La ricostruzione della fortezza viscontea, quasi subito iniziata, è giustificata agli occhi dei cittadini con la volontà di abbellire la città e di garantire la sua sicurezza contro eventuali nemici esterni. A conferma di questa intenzione il nuovo Signore, nel 1452, affianca agli ingegneri militari Jacopo da Cortona, Giovanni da Milano e Marcoleone da Nogarolo un architetto civile, il Fiorentino Antonio Averulino detto il Filarete, incaricato di progettare la facciata verso la città, con l'alta torre centrale d'ingresso. Tuttavia, benché il Castello debba apparire come un'elegante residenza e non ricordare ai cittadini la fortezza di Filippo Maria Visconti, il Filarete viene presto allontanato e i lavori passano sotto la direzione dell'architetto militare Bartolomeo Gadio, uomo di fiducia dello Sforza, già dal 1452 Commissario per le fortezze del Ducato. Il Castello di Porta Giovia è così dotato di massicce torri rotonde rivestite di serizzo a punta di diamante e di articolate opere di difesa, tra le quali la "Ghirlanda", una cortina muraria di forma quadrangolare, spessa più di tre metri, che si collega alle mura di Milano e difende dalla parte del parco, circondandole, la Rocchetta e la Corte Ducale. La struttura, già esistente in epoca viscontea ma ampliata e rinforzata in età sforzesca, è dotata di due torri rotonde agli angoli e di una strada coperta, ancora in parte esistente. pianta dell'edificio

Per il compimento dei lavori, ostacolati dalla chiesa del Carmine, posta nell'area dove sta sorgendo il Castello, lo Sforza chiede addirittura al Papa, tramite il suo oratore Giacomo Calcaterra, il permesso di demolire l'antica chiesa. Nel 1452 la fortezza è abitata soltanto dal castellano Foschino degli Attendoli, che alloggia nella torre all'angolo sud della Rocchetta, dai balestrieri e da alcuni sfortunati prigionieri, rinchiusi nel sotterraneo della torre.

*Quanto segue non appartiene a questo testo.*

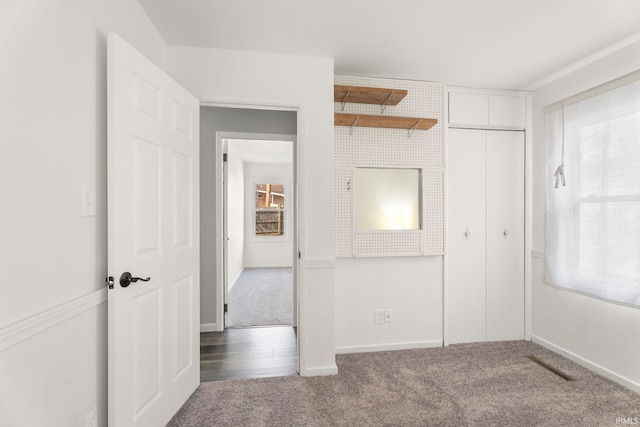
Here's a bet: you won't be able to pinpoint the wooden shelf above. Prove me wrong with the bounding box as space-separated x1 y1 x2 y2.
334 113 438 130
333 85 407 105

Negli stessi anni si costruisce un muro di cinta intorno al barcho, popolato di caprioli, cervi, lepri, fagiani e pernici fatti portare dalle zone di Varese, del Seprio e del lago di Como; al vero e proprio parco di caccia si affiancano, all'interno del recinto, frutteti e aree agricole coltivate a frumento, segale, miglio e avena.
Con la consueta abilità politica, Francesco e Bianca Maria non trasferiscono la propria residenza in Castello: quando si trovano a Milano continuano a vivere nella vecchia Corte d'Arengo presso il Duomo, accessibile ai cittadini.